## Task 1: Search and Extract Data from Pubmed using Keywords

**Author**: Ariful Mondal (ariful.mondal@gmail.com)

**Date**: February 12, 2021

Search using MesH keywords and fetch literature from Pubmed (NCBI)

In [14]:
# install Bio package if it is not installed already - https://biopython.org/
#!pip install Bio #- run once  

In [1]:
from Bio import Entrez  #for Entrez Programming Utilities Help - https://www.ncbi.nlm.nih.gov/books/NBK25501/
from Bio.Entrez import efetch
from Bio import Medline # for parsing Medline file format

In [8]:
# testing connections
# Entrez.email = "ariful.mondal@gmail.com" # Always tell NCBI who you are
#handle = Entrez.einfo()
#result = handle.read()
#handle.close()
#print(result)

In [22]:
# testing handle
#handle = Entrez.efetch(db="pubmed", id='19304878', rettype="medline", retmode="xml")
#records = Entrez.read(handle)
#for record in records["PubmedArticle"]:
#    print(record["MedlineCitation"]["Article"]["ArticleTitle"])

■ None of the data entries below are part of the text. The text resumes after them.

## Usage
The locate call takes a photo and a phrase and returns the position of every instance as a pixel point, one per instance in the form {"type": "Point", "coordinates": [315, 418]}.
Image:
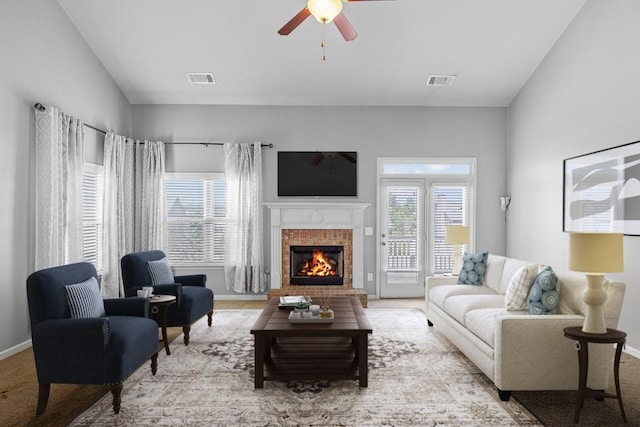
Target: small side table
{"type": "Point", "coordinates": [159, 305]}
{"type": "Point", "coordinates": [613, 336]}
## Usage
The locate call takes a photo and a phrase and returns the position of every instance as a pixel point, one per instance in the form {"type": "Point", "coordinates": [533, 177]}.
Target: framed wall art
{"type": "Point", "coordinates": [602, 191]}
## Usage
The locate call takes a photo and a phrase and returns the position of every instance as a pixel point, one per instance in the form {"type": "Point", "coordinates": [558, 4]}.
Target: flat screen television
{"type": "Point", "coordinates": [317, 173]}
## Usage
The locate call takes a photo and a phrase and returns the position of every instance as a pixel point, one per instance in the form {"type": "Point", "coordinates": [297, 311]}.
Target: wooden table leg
{"type": "Point", "coordinates": [616, 370]}
{"type": "Point", "coordinates": [259, 344]}
{"type": "Point", "coordinates": [583, 363]}
{"type": "Point", "coordinates": [165, 340]}
{"type": "Point", "coordinates": [363, 359]}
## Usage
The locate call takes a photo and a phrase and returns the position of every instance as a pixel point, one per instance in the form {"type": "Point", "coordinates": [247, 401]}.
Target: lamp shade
{"type": "Point", "coordinates": [456, 234]}
{"type": "Point", "coordinates": [324, 10]}
{"type": "Point", "coordinates": [596, 252]}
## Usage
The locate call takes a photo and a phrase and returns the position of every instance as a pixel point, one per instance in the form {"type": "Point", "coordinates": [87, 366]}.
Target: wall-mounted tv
{"type": "Point", "coordinates": [317, 173]}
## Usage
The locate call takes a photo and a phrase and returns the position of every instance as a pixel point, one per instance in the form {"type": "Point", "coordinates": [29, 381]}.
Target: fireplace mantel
{"type": "Point", "coordinates": [317, 215]}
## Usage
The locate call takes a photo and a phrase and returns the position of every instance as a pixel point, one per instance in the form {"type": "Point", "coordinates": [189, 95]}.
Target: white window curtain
{"type": "Point", "coordinates": [243, 256]}
{"type": "Point", "coordinates": [59, 171]}
{"type": "Point", "coordinates": [134, 211]}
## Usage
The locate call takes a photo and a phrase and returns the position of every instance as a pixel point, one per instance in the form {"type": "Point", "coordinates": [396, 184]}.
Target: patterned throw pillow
{"type": "Point", "coordinates": [160, 272]}
{"type": "Point", "coordinates": [473, 268]}
{"type": "Point", "coordinates": [519, 286]}
{"type": "Point", "coordinates": [84, 299]}
{"type": "Point", "coordinates": [544, 296]}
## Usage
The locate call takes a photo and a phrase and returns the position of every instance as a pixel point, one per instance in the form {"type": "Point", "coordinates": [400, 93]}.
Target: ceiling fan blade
{"type": "Point", "coordinates": [344, 26]}
{"type": "Point", "coordinates": [294, 22]}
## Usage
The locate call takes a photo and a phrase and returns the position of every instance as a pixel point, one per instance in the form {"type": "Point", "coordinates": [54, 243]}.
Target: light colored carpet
{"type": "Point", "coordinates": [415, 378]}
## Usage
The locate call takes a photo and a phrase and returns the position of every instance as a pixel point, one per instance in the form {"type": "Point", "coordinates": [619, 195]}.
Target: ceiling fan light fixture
{"type": "Point", "coordinates": [324, 10]}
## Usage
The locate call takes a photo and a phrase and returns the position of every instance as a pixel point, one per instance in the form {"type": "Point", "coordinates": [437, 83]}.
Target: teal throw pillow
{"type": "Point", "coordinates": [544, 295]}
{"type": "Point", "coordinates": [84, 299]}
{"type": "Point", "coordinates": [473, 269]}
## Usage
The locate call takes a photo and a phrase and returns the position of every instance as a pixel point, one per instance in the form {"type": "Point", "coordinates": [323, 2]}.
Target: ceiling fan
{"type": "Point", "coordinates": [325, 11]}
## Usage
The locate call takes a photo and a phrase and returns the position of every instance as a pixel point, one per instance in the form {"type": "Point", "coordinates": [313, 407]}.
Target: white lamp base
{"type": "Point", "coordinates": [594, 296]}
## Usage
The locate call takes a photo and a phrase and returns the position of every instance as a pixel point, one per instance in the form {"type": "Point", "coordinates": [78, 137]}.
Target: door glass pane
{"type": "Point", "coordinates": [450, 207]}
{"type": "Point", "coordinates": [404, 245]}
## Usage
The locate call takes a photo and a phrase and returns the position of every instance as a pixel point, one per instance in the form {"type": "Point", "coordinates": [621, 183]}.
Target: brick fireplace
{"type": "Point", "coordinates": [317, 225]}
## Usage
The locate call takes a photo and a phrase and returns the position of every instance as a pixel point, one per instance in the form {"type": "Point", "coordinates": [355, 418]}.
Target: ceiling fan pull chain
{"type": "Point", "coordinates": [322, 42]}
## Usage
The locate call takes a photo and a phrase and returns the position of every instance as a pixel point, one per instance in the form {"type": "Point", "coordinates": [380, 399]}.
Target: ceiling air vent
{"type": "Point", "coordinates": [440, 80]}
{"type": "Point", "coordinates": [201, 78]}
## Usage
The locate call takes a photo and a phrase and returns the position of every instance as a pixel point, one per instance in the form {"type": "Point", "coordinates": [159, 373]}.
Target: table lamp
{"type": "Point", "coordinates": [595, 254]}
{"type": "Point", "coordinates": [456, 235]}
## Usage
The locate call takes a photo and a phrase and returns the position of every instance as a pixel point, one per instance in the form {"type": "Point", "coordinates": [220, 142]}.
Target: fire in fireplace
{"type": "Point", "coordinates": [316, 265]}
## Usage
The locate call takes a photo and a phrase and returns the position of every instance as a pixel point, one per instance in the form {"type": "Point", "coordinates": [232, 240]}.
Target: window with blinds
{"type": "Point", "coordinates": [195, 218]}
{"type": "Point", "coordinates": [450, 207]}
{"type": "Point", "coordinates": [92, 191]}
{"type": "Point", "coordinates": [404, 225]}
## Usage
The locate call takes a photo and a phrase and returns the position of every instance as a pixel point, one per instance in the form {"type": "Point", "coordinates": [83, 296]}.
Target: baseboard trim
{"type": "Point", "coordinates": [15, 349]}
{"type": "Point", "coordinates": [259, 297]}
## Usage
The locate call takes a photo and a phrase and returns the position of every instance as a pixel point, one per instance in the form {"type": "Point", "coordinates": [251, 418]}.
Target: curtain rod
{"type": "Point", "coordinates": [41, 107]}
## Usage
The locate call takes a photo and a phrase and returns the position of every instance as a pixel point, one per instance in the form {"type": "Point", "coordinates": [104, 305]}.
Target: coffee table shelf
{"type": "Point", "coordinates": [313, 351]}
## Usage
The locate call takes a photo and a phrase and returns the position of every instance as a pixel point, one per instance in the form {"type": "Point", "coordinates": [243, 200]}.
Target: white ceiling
{"type": "Point", "coordinates": [493, 46]}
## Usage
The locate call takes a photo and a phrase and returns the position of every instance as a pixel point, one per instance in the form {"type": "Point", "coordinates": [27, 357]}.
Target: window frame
{"type": "Point", "coordinates": [204, 176]}
{"type": "Point", "coordinates": [98, 171]}
{"type": "Point", "coordinates": [437, 180]}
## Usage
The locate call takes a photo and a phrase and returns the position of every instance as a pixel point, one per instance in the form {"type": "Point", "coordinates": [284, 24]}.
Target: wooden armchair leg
{"type": "Point", "coordinates": [43, 398]}
{"type": "Point", "coordinates": [154, 363]}
{"type": "Point", "coordinates": [186, 329]}
{"type": "Point", "coordinates": [116, 391]}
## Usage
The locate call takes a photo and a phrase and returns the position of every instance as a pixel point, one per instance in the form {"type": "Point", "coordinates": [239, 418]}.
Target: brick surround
{"type": "Point", "coordinates": [313, 237]}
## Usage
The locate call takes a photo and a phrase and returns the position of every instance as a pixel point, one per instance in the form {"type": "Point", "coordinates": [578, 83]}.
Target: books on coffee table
{"type": "Point", "coordinates": [291, 301]}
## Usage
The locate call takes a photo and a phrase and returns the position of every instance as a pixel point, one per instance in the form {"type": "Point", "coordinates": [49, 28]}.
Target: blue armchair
{"type": "Point", "coordinates": [86, 350]}
{"type": "Point", "coordinates": [193, 298]}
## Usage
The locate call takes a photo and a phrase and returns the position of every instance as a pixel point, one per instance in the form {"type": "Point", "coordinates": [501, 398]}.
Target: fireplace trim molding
{"type": "Point", "coordinates": [319, 215]}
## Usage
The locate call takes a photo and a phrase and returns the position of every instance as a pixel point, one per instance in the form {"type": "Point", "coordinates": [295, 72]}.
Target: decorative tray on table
{"type": "Point", "coordinates": [313, 319]}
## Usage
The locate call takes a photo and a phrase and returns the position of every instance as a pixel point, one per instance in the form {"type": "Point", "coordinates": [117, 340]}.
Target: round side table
{"type": "Point", "coordinates": [159, 305]}
{"type": "Point", "coordinates": [613, 336]}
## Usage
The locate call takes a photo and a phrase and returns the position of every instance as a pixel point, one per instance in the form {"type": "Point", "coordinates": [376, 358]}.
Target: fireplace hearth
{"type": "Point", "coordinates": [316, 265]}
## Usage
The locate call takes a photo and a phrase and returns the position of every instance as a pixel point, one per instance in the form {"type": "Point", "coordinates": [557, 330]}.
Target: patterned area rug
{"type": "Point", "coordinates": [416, 378]}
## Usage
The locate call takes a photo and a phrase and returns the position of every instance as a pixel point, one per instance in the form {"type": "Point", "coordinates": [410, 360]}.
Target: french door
{"type": "Point", "coordinates": [402, 237]}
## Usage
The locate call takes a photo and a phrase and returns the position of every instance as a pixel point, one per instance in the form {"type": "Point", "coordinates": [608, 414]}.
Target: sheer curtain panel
{"type": "Point", "coordinates": [59, 171]}
{"type": "Point", "coordinates": [134, 214]}
{"type": "Point", "coordinates": [243, 256]}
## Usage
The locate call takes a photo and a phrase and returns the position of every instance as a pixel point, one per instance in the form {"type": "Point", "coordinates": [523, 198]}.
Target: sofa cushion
{"type": "Point", "coordinates": [160, 272]}
{"type": "Point", "coordinates": [439, 294]}
{"type": "Point", "coordinates": [495, 265]}
{"type": "Point", "coordinates": [544, 296]}
{"type": "Point", "coordinates": [473, 269]}
{"type": "Point", "coordinates": [459, 305]}
{"type": "Point", "coordinates": [482, 323]}
{"type": "Point", "coordinates": [84, 299]}
{"type": "Point", "coordinates": [511, 265]}
{"type": "Point", "coordinates": [519, 285]}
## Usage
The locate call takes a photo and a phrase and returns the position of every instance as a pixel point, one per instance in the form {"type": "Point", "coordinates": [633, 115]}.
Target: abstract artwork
{"type": "Point", "coordinates": [602, 191]}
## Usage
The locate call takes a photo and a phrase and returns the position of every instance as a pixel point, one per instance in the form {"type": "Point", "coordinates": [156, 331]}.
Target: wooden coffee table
{"type": "Point", "coordinates": [312, 351]}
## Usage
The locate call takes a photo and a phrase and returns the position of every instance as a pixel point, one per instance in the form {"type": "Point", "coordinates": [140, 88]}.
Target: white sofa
{"type": "Point", "coordinates": [515, 349]}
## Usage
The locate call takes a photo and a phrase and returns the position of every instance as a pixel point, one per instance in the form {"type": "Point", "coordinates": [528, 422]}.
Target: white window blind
{"type": "Point", "coordinates": [450, 207]}
{"type": "Point", "coordinates": [404, 242]}
{"type": "Point", "coordinates": [92, 192]}
{"type": "Point", "coordinates": [195, 218]}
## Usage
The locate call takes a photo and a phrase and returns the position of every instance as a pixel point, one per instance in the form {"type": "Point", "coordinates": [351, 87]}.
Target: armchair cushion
{"type": "Point", "coordinates": [84, 299]}
{"type": "Point", "coordinates": [160, 272]}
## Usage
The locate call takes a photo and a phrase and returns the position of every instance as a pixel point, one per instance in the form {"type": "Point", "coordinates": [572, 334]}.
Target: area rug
{"type": "Point", "coordinates": [416, 378]}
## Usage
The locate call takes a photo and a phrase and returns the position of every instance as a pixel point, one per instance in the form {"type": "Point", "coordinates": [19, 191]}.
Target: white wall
{"type": "Point", "coordinates": [44, 60]}
{"type": "Point", "coordinates": [584, 97]}
{"type": "Point", "coordinates": [372, 132]}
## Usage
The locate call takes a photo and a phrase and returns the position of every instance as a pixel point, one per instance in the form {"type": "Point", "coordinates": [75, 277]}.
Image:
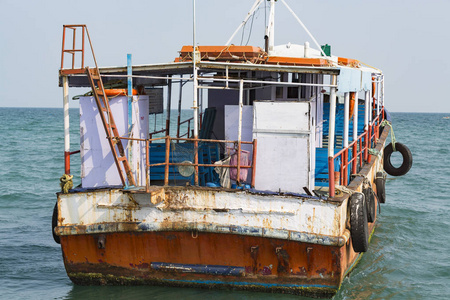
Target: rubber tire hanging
{"type": "Point", "coordinates": [407, 159]}
{"type": "Point", "coordinates": [359, 228]}
{"type": "Point", "coordinates": [380, 182]}
{"type": "Point", "coordinates": [55, 223]}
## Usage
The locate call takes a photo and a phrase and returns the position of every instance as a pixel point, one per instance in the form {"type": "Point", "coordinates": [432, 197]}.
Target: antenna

Biopython: freely available Python tools for computational molecular biology and bioinformatics.


### Define Key words/MeSH

Mesh database: drug side-effects  and congenital anomalies have entries in the MeSH database (https://www.ncbi.nlm.nih.gov/mesh/68064420 and https://www.ncbi.nlm.nih.gov/mesh/68000013)

Dataset: Pubmed (https://pubmed.ncbi.nlm.nih.gov/)

#### Keywords for Drug adverse events

In [2]:
key_words_to_search_ADE = "\"Drug-Related Side Effects and Adverse Reactions\"[Mesh] AND  human[Mesh] AND English[Language]"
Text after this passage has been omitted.